Certain medicines should not be used at or around the time of eating food or eating certain types of food since interactions may occur. Using alcohol or tobacco with certain medicines may also cause interactions to occur. Discuss with your healthcare professional the use of your medicine with food, alcohol, or tobacco.
Other Medical ProblemsTOP
The presence of other medical problems may affect the use of this medicine. Make sure you tell your doctor if you have any other medical problems, especially:
- Congestive heart failure or
- Heart attack, history of, or
- Heart disease or
- Heart rhythm problems or
- Kidney disease or
- Stroke, history of, or
- Transient ischemic attacks (TIA or mini-stroke), history of—Use with caution. May cause side effects to become worse.
- Dehydration or
- Low blood pressure—Should not be used in patients with these conditions.
It is very important that your doctor check your progress at regular visits to allow for changes in your dose. Blood tests may be needed to check for any unwanted effects.
Low blood pressure (hypotension) may occur with this medicine. Check with your doctor right away if you have the following symptoms: blurred vision; confusion; severe dizziness, faintness, or lightheadedness when getting up from a lying or sitting position suddenly; sweating; or unusual tiredness or weakness.

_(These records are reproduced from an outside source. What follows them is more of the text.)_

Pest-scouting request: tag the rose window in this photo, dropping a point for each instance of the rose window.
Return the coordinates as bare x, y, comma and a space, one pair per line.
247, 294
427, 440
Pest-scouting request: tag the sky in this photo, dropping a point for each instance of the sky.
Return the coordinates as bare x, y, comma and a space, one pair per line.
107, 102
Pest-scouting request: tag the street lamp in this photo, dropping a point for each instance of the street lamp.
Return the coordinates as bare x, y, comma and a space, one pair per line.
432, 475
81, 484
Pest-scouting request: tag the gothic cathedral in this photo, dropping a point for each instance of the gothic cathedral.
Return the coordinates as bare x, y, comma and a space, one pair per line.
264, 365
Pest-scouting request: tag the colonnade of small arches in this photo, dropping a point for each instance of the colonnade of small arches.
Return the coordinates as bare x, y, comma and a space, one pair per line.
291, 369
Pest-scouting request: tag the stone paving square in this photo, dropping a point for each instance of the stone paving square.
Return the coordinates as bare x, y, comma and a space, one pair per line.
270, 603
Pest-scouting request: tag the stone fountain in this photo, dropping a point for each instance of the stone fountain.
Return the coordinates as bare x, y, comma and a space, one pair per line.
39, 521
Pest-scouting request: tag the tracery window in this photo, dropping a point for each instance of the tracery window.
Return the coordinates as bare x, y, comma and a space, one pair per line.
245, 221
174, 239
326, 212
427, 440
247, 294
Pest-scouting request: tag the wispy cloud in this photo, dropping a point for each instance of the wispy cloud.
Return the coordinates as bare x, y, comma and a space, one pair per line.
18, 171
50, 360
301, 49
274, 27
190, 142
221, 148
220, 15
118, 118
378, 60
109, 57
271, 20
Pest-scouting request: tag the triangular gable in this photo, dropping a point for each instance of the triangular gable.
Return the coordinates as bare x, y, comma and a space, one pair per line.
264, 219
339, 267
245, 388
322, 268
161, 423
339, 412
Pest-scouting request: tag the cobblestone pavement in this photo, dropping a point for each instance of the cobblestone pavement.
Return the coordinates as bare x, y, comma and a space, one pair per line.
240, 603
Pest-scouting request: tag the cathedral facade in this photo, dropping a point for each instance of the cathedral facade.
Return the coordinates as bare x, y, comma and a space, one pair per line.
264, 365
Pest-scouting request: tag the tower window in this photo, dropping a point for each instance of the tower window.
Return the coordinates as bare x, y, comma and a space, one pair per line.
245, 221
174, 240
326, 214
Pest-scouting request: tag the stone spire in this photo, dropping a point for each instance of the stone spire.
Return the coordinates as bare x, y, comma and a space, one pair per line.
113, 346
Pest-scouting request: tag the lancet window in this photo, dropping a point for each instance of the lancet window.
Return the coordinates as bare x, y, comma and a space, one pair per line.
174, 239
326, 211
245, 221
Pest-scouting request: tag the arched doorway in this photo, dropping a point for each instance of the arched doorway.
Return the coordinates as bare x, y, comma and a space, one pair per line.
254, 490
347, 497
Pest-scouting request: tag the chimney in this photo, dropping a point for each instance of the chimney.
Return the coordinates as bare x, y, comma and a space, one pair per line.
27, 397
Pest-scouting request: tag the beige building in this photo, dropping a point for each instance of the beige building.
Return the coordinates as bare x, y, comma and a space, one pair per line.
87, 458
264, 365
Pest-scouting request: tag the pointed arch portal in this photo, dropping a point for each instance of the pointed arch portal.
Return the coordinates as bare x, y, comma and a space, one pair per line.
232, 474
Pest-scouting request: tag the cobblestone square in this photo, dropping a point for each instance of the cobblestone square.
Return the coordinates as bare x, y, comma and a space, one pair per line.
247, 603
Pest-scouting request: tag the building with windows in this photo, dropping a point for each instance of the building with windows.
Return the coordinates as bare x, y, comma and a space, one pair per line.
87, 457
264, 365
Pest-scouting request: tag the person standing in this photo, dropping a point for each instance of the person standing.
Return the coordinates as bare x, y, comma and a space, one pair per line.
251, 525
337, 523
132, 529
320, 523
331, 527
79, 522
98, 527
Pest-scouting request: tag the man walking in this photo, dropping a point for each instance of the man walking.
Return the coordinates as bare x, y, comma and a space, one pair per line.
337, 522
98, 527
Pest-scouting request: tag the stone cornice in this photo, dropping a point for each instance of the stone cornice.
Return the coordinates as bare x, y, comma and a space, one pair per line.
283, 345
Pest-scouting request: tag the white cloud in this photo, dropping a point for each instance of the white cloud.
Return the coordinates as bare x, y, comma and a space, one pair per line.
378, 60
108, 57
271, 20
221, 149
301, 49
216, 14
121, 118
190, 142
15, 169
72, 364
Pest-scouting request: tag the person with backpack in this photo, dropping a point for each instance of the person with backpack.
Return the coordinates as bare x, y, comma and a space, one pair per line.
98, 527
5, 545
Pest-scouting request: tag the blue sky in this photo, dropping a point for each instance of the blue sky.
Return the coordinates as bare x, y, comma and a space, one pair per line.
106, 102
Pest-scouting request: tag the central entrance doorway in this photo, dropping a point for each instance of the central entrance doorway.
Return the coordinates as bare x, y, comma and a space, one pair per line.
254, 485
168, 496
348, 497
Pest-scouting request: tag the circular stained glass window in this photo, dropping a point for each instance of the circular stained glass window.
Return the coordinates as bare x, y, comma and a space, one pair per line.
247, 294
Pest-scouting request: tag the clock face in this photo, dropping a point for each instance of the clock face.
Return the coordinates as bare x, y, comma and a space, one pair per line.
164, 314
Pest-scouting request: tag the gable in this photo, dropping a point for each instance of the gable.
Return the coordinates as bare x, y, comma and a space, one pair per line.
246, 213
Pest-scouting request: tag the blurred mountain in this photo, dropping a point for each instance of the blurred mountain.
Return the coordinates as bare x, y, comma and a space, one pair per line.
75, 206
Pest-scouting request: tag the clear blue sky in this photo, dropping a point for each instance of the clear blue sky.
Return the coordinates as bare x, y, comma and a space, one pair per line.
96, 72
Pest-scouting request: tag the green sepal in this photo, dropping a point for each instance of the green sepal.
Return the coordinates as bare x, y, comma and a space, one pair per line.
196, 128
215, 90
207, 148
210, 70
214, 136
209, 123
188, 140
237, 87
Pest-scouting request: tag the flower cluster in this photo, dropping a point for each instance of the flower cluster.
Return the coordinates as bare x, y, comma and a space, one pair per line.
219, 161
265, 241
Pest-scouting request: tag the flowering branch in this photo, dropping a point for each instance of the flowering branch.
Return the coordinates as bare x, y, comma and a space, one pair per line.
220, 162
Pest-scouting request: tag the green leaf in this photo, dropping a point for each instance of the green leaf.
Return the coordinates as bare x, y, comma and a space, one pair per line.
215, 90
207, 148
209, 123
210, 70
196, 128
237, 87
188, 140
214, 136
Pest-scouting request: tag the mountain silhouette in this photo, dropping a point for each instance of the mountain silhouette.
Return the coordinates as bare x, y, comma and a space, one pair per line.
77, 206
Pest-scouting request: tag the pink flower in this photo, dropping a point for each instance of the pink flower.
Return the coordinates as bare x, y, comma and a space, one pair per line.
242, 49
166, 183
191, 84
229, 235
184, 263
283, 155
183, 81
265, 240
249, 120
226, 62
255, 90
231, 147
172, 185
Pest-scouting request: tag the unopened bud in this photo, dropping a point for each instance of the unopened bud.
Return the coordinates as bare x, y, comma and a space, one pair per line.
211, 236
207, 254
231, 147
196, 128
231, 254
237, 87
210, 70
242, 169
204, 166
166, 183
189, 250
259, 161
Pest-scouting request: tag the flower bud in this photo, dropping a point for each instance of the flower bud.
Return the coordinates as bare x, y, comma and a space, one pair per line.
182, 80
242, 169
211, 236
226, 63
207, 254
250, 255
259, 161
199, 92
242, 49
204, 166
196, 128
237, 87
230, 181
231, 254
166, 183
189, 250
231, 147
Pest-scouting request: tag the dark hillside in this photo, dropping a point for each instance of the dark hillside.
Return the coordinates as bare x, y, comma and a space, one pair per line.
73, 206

Serious skin reactions can occur with this medicine. Check with your doctor right away if you have a rash on the lips or mouth; red skin lesions on the palms of the hands or soles of the feet; sores or ulcers on the skin; or fever or chills while you are receiving this medicine.
This medicine may cause a serious type of allergic reaction called anaphylaxis. Anaphylaxis can be life-threatening and requires immediate medical attention. Call your doctor right away if you have a rash; itching; trouble breathing; any swelling of your hands, face, or mouth; or chest pain after you receive this medicine.
This medicine may cause nausea and/or vomiting in most people, sometimes even after receiving medicines to prevent it. Ask your doctor or nurse about other ways to control these side effects.